Posturing itself as “the largest job creator in the U.S.,” the company is wasting no time trying to hire its share of the millions of Americans looking for jobs. On September 15, it will hold its annual — and now virtual — Career Day, a job fair open to all, regardless of experience level, professional field, or background. In fact, hiring is already underway, with those larger sign-on bonuses available now in select locations.

Amazon is rolling out the red carpet for prospective employees in locations including these 18 states:

  • Arizona

  • California

  • Colorado

  • Florida

  • Georgia

  • Illinois

  • Indiana

  • Kentucky

  • Maryland

  • Michigan

  • New Jersey

  • New York

  • North Carolina

  • Ohio

  • Pennsylvania

  • Tennessee

  • Texas

  • Washington

About that college degree

If Amazon’s approach is to invest in the education of its employees so workers will stay around longer and enhance the company with what they learned, it may be on to something. By 2025, Amazon plans to invest $1.2 billion to expand education and skills training benefits to its workers. 

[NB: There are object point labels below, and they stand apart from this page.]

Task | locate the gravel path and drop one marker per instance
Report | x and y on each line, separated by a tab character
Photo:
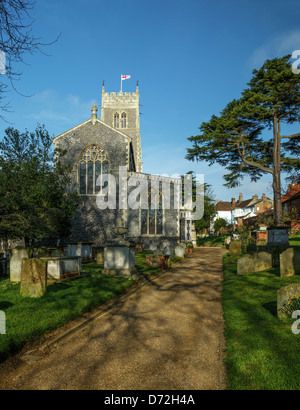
168	335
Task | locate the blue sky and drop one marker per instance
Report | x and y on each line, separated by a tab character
190	57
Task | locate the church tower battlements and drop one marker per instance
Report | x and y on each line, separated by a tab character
121	111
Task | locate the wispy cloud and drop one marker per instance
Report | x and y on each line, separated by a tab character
278	46
56	111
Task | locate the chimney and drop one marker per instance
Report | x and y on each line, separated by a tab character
94	114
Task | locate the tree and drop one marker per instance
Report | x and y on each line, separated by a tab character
234	139
35	202
209	202
16	40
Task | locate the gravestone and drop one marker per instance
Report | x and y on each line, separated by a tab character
258	262
156	261
283	296
245	264
235	248
100	258
15	263
262	261
290	262
3	267
57	253
152	247
179	251
278	236
62	267
168	251
33	278
2	323
119	259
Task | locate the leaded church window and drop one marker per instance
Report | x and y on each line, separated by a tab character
116	120
123	120
152	215
93	163
131	159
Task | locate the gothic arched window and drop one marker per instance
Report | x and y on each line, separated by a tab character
93	163
152	215
123	120
116	120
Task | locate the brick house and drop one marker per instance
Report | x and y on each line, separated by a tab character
241	211
291	204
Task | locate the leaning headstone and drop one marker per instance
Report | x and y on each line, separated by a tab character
245	264
179	251
152	247
100	257
284	296
235	248
57	253
33	278
15	264
168	251
290	262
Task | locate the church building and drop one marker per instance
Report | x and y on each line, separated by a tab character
107	170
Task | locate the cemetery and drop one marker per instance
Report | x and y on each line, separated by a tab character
258	302
42	289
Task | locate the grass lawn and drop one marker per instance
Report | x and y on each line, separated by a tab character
28	319
262	352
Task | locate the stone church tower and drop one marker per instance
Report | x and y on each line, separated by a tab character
121	111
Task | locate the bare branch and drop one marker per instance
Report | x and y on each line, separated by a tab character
291	136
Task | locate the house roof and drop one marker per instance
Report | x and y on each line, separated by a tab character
292	193
244	204
223	206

Through its Career Choice program, the company will fund full college tuition, not only for frontline workers who've been there for a while, but also for those who've been at the company for as little as three months. For workers trying to balance their home and work lives, Amazon says frontline employees can take advantage of the education benefit as long as they're employed by the company.

Amazon is also adding three new education programs that give employees the opportunity to learn skills related to data center maintenance and technology, IT, and user experience and research design. The technology segment contains a key component that Amazon said it would support as part of President Biden’s initiative to shore up cybersecurity issues plaguing companies and consumers alike.

What’s working at Amazon like?

If Amazon's new offerings sound inviting and you're wondering if a job with the company is worth pursuing — it depends.

ConsumerAffairs has seen rosy narratives on Indeed and Glassdoor, and we've seen less-than-rosy overviews from Insider.

Or, as Rick Moriarity wrote in an Amazon workspace review at Syracuse.com, “The pay at Amazon warehouses exceeds that of many low-wage occupations and comes with a full range of benefits. The jobs can provide gainful employment for people who lack the college degrees or technical skills sought by many employers and who have not really benefited from the nation’s strong economy.”